Inspired by Lacrimis Draconis and Grand Commodore I want to start writing more short fiction again. I often struggle with follow through and confidence with this stuff, but we'll see how it goes. This is two-ish pieces following an unnamed narrator. They're both set in the world of Maximum Recursion Depth, the former more so in MRD Vol. 1 and the latter more so in MRD Vol. 2. I hope this gives people a deeper understanding of what this world is about, whether it totally makes sense or not (it shouldn't).
"I like the new place." I do not like the new place.
"Duuuude I knowright?" It smells as toxic as masculinity. Has all the charm of an exurban McMansion. There's an old businessman off in the corner, by the fancy pool table that looks like it's never been used. He looks and smells like he just shit himself and is really embarrassed about it. He just stands there sheepishly, but from some deep dark corner of his mind past his tired eyes I can feel the rage and resentment penetrating me.
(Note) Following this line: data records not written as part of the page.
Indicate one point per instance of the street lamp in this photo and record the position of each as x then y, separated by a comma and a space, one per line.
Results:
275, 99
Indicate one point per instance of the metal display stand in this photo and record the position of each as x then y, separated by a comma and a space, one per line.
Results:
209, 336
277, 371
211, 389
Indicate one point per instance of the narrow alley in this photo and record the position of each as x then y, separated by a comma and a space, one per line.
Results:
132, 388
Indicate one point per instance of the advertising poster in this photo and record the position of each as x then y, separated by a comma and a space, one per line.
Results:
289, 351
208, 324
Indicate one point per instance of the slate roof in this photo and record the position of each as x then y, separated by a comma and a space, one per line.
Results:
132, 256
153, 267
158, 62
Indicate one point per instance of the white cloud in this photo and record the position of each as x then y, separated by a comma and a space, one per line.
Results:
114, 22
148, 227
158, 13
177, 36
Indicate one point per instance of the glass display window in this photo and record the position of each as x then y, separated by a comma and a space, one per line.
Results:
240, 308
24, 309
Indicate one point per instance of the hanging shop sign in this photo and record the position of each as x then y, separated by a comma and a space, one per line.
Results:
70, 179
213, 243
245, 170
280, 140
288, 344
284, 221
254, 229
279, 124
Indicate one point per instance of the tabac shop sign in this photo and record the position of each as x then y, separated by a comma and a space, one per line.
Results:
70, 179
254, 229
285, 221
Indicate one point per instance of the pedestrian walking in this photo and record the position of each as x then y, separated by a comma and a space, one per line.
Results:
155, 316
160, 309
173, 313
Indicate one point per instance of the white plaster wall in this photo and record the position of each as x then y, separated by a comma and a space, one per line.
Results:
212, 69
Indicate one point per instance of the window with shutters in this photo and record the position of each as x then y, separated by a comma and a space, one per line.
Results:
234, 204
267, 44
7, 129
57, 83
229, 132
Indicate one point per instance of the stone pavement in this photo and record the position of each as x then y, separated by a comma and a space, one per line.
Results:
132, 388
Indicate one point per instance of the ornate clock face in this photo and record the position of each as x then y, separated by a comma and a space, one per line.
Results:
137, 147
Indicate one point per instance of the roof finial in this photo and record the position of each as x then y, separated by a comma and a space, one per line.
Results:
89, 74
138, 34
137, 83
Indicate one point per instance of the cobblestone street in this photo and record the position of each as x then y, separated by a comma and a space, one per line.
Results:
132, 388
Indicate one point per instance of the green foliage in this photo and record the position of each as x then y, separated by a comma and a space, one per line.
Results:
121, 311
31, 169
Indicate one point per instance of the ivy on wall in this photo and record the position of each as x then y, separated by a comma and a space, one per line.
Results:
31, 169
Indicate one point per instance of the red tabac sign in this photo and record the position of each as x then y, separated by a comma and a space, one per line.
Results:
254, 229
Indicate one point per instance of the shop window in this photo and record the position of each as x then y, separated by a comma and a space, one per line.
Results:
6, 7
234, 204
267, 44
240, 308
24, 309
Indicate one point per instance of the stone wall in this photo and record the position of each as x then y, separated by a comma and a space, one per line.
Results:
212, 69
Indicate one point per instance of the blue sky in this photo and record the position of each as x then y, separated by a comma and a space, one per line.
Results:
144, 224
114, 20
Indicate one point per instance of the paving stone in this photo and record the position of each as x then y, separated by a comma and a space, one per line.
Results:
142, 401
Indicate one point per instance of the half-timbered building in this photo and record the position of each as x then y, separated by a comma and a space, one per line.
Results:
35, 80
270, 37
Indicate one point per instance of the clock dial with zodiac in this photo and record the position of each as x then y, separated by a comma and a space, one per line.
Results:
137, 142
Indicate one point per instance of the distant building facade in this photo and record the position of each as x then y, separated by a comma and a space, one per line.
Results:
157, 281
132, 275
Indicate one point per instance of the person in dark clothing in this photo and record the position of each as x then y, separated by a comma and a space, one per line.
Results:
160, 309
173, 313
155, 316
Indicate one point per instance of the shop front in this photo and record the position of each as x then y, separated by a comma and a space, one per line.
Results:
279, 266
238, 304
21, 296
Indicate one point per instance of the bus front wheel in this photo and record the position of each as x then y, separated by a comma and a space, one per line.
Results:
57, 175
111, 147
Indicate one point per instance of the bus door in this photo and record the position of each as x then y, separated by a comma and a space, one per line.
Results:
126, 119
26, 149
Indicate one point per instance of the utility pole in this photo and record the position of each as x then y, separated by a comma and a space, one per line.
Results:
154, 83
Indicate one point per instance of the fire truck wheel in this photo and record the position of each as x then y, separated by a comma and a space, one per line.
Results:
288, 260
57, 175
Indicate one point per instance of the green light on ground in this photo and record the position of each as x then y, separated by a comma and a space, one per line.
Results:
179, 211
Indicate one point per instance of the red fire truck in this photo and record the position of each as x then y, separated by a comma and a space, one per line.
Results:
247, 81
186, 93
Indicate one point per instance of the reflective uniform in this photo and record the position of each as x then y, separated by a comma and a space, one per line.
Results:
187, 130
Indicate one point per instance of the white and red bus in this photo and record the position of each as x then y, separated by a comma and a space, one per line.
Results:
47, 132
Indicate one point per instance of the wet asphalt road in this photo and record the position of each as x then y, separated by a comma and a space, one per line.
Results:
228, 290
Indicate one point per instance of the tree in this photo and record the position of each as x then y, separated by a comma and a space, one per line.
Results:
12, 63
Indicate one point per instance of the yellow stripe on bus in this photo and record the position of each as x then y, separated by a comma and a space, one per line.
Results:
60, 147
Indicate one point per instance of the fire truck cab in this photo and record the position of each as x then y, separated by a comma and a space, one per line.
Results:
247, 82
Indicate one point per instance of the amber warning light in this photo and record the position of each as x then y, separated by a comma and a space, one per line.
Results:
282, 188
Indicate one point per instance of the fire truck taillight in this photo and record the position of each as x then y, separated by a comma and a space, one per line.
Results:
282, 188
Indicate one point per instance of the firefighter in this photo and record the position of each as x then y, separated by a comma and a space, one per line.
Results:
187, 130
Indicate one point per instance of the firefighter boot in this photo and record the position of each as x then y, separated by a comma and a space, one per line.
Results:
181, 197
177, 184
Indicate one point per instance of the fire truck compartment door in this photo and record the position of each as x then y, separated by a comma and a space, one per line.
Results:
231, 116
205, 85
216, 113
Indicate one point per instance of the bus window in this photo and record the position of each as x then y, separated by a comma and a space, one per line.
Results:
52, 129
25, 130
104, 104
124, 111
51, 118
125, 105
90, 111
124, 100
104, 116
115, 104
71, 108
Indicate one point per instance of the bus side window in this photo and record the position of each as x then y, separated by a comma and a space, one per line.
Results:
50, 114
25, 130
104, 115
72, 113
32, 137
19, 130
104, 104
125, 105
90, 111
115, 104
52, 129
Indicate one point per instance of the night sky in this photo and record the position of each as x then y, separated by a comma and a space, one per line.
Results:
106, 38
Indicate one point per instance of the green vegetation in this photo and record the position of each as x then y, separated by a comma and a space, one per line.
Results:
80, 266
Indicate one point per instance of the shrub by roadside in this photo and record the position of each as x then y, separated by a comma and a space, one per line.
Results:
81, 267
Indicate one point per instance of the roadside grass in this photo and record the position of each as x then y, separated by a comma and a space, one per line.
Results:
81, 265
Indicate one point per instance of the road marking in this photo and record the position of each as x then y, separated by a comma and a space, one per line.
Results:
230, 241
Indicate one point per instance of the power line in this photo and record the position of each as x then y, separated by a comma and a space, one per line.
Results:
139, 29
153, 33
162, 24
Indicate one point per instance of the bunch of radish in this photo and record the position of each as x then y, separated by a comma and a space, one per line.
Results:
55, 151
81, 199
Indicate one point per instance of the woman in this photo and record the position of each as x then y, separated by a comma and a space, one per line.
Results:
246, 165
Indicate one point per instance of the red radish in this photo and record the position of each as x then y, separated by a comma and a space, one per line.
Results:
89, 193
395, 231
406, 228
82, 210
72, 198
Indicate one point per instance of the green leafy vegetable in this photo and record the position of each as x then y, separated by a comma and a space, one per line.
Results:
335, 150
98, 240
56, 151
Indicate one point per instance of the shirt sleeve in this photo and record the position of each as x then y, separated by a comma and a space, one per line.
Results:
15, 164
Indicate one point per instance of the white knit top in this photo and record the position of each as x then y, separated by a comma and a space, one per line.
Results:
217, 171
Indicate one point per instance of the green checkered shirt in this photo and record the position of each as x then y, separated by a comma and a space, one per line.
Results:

"I just gotta keep an eye on him, but otherwise I live rent free, I got a corporate card, six figures. My dude, I have made it."
"Ya I hear ya man, real impressive." I have to admit, it was.
"You gonna hand me one of those?"
"Oh, ya, my bad." I hand one over.
"Anyway, you thought I was gonna be mooching off you the rest of your life, didn't you?" I laugh. I did, but I was ok with it. They were earnest and that counts for something.
"Na, I always knew you had it in you." Wait, were they implying they think they're gonna outlive me?
"Wait, are you implying you think you're gonna outlive me?"
"Ha, ya, you caught me. Ya, I do. You've got way too much anxiety, that shit is going to kill you sooner than you think."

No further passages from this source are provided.